When he arrived at the Mayerling the following morning he found Mary was already there waiting for him, though he appeared indifferent to her presence. After a long night drinking and talking Rudolf retired to his bedchamber with Mary telling his valet Loschek to wake him in good time for a mornings hunting. 
The following day unable to elicit a response from the Crown Prince and unwilling to force an entry on his own initiative Loschek informed Count Hoyos and together they broke down the door to the bedroom where they discovered outlined in the semi-darkness the dead bodies of the Crown Prince and his lover. 
 
Even before the cause of their deaths had been ascertained Count Hoyos was on a train bound for Vienna where on his arrival he reported the news to the Emperor’s Adjutant-General Count Paar.

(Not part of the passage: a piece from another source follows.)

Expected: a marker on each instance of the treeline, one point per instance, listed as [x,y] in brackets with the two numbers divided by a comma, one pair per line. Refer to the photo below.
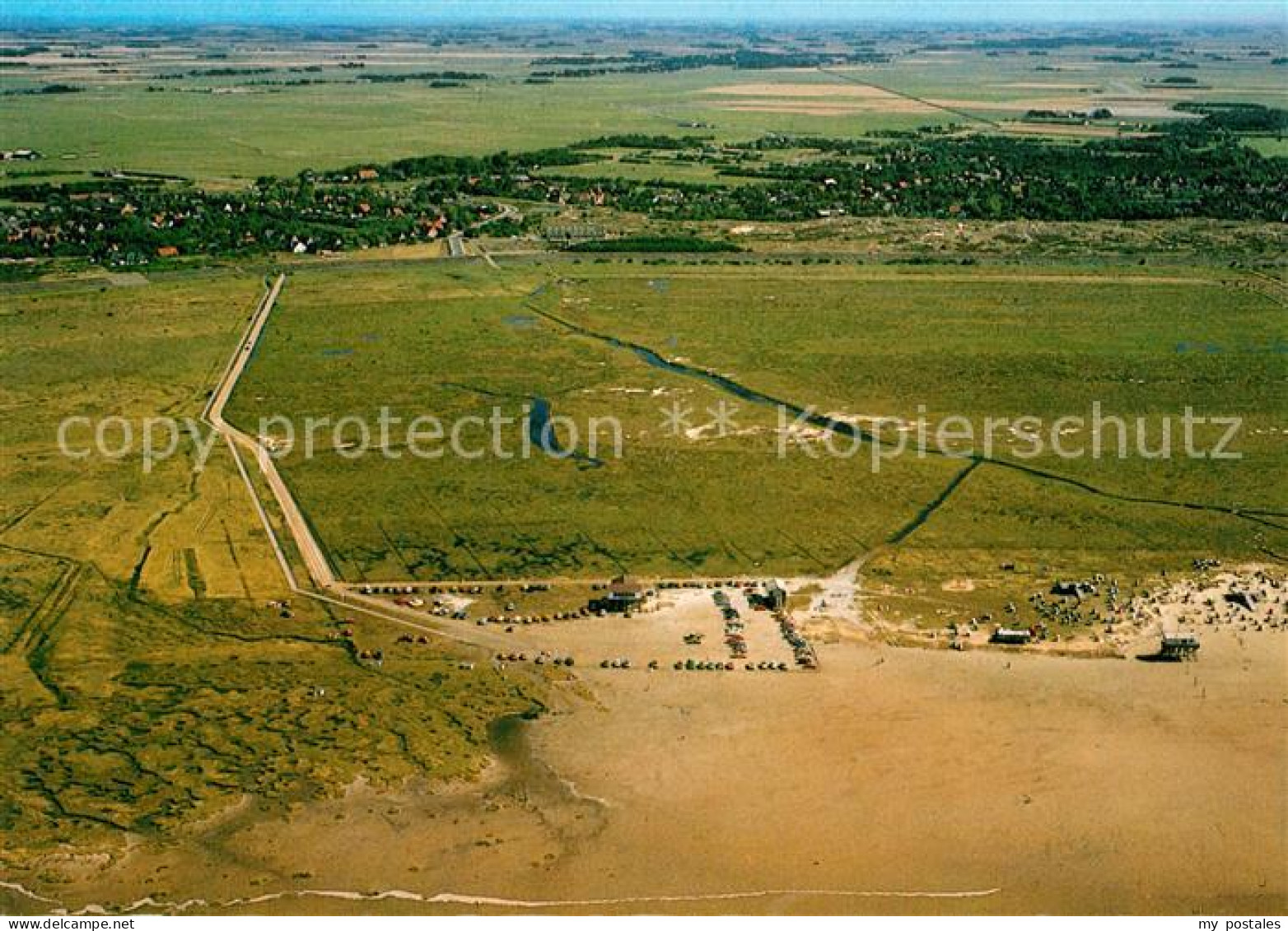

After ordering Hoyos to speak no further on the matter he retired to ponder on exactly what to do. It was not his place he felt to inform the emperor of the tragic news but that it could only be done by the Empress and so he contacted the head of her household Baron Nopsca who in turn contacted her chief lady-in-waiting Countess Ida von Ferenczy upon whom the responsibility fell. By the time she at last summoned up the courage to inform her mistress of what had happened whispers were already being heard of tragic events and there was to be a further delay as Elisabeth broke down in tears at the news. She was unable to control her emotions sufficiently to tell the emperor for some time. 
 
Reports of how Franz Joseph responded to the news of his son’s death vary from stoic resignation to seeming indifference. But then he was never one to express his emotions. 
 
Little distracted by grief the emperor’s overriding concern seemed to be securing his dead son a Christian Catholic funeral. This could not be possible as a suicide and so a special dispensation had to be received on the grounds of his mental derangement at the time. The question of exactly how and why Crown Prince Rudolf and Mary Vetsera died at the Mayerling appeared secondary to the need for it to have been a good death, and as such still remains a mystery to this day: had they died in a suicide pact? Had Rudolf first murdered Mary and then killed himself? Had Mary been pregnant with his child and the murders committed to prevent scandal? Had they been murdered by agents of a foreign power? 
 
Investigations appeared to suggest that Rudolf had apparently first shot Mary and then himself with a hunting rifle, a very difficult but not impossible thing to do. But if so, then why were the shots not heard? There are also no accounts of raised voices or any other disturbance. 
 
Queen Victoria’s eldest daughter Vicky who had been married to the Emperor Frederick wrote to her mother of the incident: 
 
I have heard things about poor Rudolf which may perhaps interest you. Prince Bismarck told me that violent altercations between Rudolf and his father had led to his committing suicide, but the Austrian Ambassador in Berlin tells me there had been no such scenes. The Chancellor (Bismarck) does not I think deplore it and did not like him. 
 
Empress Zita, the wife of the last ruler of Austria-Hungary Karl, believed all her life that Rudolf and Mary had been murdered by French agents. 
 
Rudolf’s death had changed the Habsburg dynastic succession and the line of inheritance now transferred to Franz Joseph’s brother Karl Ludwig who being of a similar age relinquished his rights in favour of his son Franz Ferdinand. 
 
No more popular than Rudolf had been the future Archduke Franz Ferdinand was at least in every other way the opposite. He was stable, sober, and earnest but also understood the need for reform but not from any dreamy idealistic sentiment but for the sake of the Empire and its survival. But like Rudolf he would never inherit the throne and never get the opportunity to implement his ideas for it was his assassination in Sarajevo on 28 June 1914, that was to set the European powers on the path to war.